Büyük kız Lidiya, evde söyledikleri gibi Lida, daha çok Belokurov’la konuşuyor, bana pek aldırış etmiyordu. Çok ciddi bir kızdı, onlarda oturduğum sürece yüzünün bir kerecik bile güldüğünü görmedim. Belokurov’a niçin Çiftçiler Birliği örgütünde görev almadığını, toplantılara neden katılmadığını sorduktan sonra; “Yaptığınız iyi bir şey değil Piyotr Petroviç,” dedi. “Size hiç yakıştıramıyorum.” Anne hemen onu onayladı. “Doğru söylüyorsun Lida.

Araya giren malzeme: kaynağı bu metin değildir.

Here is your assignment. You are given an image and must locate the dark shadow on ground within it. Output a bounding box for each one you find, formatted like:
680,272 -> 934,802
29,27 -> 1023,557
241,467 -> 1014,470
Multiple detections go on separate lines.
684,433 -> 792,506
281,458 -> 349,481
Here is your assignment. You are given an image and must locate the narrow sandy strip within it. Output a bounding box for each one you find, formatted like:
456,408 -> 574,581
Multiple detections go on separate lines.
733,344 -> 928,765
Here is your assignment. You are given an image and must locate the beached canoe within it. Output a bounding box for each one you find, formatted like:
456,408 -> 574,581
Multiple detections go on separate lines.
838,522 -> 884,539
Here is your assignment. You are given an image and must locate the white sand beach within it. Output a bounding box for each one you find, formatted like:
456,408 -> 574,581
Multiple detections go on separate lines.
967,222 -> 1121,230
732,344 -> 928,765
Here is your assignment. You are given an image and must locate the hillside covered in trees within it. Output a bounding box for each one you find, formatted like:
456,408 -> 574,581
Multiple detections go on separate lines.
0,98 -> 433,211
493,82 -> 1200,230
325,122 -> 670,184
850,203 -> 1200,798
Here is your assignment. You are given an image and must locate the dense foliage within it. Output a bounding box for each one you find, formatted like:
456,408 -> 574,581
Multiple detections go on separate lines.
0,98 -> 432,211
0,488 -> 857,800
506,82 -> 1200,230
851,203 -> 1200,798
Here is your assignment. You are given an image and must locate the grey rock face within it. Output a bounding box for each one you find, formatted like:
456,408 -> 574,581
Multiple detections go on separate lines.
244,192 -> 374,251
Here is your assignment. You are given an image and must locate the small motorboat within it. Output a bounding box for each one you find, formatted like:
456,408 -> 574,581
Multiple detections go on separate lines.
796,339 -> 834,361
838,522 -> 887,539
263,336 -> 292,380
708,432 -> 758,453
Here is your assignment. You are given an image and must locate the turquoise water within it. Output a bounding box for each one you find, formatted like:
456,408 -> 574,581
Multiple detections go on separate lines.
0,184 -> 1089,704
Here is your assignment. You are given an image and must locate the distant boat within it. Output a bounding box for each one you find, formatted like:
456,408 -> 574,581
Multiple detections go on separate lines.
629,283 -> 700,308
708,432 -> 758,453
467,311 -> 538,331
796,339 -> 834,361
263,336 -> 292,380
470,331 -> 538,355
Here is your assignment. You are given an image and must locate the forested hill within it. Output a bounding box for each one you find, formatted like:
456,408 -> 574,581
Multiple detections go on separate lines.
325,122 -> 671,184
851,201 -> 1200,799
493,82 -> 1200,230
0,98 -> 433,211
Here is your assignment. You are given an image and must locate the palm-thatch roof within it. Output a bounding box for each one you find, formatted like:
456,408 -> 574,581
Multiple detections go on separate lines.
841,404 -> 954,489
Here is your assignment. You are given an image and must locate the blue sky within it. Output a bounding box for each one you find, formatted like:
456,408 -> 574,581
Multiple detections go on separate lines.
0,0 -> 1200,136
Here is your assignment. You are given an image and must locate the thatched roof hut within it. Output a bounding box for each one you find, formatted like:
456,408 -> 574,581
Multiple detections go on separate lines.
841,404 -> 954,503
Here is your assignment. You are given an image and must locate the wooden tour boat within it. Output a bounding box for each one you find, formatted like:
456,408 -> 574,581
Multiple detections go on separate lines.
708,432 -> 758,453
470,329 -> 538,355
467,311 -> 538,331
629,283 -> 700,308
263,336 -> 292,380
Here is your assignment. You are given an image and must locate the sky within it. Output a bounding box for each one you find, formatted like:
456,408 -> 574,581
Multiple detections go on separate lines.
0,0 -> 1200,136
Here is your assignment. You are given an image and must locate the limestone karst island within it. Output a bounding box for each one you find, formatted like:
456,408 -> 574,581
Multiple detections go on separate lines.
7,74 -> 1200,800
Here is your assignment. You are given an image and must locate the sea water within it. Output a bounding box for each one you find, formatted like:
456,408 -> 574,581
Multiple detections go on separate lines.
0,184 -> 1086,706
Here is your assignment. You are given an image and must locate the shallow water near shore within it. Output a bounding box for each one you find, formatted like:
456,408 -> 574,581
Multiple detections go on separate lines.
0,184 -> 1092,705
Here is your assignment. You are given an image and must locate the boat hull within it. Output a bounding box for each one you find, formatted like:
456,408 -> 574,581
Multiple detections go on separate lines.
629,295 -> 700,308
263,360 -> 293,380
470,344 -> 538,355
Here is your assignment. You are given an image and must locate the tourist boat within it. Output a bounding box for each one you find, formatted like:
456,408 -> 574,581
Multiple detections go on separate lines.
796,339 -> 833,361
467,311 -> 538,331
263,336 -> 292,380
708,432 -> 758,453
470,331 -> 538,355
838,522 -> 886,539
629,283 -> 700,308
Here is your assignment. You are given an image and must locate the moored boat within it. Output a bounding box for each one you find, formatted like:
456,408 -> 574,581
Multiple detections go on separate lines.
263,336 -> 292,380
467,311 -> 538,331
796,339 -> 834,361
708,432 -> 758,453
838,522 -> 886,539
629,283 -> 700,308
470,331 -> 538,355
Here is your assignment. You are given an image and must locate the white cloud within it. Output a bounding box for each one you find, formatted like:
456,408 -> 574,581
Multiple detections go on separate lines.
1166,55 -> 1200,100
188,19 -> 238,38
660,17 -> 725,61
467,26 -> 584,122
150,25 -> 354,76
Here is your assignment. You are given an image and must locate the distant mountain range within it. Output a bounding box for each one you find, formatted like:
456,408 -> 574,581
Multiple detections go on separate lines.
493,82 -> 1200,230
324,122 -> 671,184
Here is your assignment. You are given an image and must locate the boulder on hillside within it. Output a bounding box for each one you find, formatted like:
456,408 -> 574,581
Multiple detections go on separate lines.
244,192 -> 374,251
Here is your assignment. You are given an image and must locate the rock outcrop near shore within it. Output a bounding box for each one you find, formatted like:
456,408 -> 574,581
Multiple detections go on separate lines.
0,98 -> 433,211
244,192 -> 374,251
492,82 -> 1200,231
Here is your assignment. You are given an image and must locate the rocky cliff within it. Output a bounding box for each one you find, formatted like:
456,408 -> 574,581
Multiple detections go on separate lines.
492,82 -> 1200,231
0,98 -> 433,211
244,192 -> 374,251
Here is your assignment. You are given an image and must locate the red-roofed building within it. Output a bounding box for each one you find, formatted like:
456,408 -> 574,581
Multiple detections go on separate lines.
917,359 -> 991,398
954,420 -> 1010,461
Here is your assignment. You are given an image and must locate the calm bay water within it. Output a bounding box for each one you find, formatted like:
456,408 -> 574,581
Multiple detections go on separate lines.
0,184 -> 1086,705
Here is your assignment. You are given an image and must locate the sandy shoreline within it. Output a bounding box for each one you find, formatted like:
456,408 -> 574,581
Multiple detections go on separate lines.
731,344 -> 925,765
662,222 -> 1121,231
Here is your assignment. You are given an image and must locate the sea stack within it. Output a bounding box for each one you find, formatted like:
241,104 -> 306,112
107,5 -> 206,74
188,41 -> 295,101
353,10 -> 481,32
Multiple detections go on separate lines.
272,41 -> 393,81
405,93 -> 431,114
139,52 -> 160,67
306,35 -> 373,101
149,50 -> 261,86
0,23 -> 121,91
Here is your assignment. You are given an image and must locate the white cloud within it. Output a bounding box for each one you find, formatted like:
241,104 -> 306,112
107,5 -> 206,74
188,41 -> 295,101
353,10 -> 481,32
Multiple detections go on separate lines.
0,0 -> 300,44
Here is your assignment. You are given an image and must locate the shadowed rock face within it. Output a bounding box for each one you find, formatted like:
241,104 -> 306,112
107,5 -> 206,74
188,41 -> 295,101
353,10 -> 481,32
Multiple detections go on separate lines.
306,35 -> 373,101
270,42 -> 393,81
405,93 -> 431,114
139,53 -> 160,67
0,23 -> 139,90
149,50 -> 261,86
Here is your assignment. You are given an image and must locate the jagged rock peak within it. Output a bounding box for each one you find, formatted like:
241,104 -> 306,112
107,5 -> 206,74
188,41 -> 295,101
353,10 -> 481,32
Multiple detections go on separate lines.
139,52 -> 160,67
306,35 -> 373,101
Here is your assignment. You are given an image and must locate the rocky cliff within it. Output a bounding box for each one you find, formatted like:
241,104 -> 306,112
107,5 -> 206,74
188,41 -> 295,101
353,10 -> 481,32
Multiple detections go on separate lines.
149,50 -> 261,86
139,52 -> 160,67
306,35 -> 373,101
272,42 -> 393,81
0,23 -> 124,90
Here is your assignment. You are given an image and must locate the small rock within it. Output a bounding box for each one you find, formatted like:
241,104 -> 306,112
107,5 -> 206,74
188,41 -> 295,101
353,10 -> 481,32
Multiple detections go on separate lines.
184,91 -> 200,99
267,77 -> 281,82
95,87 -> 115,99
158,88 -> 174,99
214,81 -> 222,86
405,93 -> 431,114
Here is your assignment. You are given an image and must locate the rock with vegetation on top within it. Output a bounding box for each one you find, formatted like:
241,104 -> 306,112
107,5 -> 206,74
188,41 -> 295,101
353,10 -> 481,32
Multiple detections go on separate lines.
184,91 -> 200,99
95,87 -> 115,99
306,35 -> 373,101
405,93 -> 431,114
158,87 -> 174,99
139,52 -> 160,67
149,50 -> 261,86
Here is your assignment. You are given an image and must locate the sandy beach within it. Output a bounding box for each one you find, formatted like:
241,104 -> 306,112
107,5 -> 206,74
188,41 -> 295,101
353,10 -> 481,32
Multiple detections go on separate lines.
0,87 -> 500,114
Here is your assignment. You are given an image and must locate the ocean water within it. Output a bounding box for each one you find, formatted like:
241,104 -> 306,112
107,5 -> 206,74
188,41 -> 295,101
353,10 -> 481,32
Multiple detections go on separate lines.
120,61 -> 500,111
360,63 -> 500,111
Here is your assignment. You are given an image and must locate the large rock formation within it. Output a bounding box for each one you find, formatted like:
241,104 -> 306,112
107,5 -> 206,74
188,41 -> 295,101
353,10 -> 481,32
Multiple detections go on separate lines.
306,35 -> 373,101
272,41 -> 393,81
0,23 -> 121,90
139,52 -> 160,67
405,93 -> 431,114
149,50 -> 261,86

Böyle yapması hiç hoş değil.” Lida bana döndü. “Biliyor musunuz, bizim burada Balagin adında bir toprak ağası var, neredeyse bütün ilçeye el koydu. Kendisi Çiftçiler Birliği örgütünün başkanıdır, bütün alt görevleri yeğenleri, güveyleri arasında paylaştırdı. Şimdi bizimle canının istediği gibi oynuyor. Bu adama elbirliğiyle karşı çıkmalıyız. Gençler bir araya gelse güçlü bir birlik oluşturur, ama ilçemizin gençlerini görüyorsunuz. Sizin yaptığınız çok ayıp Piyotr Petroviç!” Çiftçiler Birliği’yle ilgili konuşmalar sürerken küçük kız kardeş Jenya’nın hiç sesi çıkmadı. Genelde ciddi konuşmalara katılmazdı, evde herkes onu çocuk yerine koyuyordu; küçüklüğünde kadın eğitmenine miss diyeceği yerde “misüs” dediği için ona daha çok Misüs diyorlardı. Birlikte oturduğumuz sürece beni merakla süzdü, fotoğraf albümlerine baktığımız sırada da, “Bu babam…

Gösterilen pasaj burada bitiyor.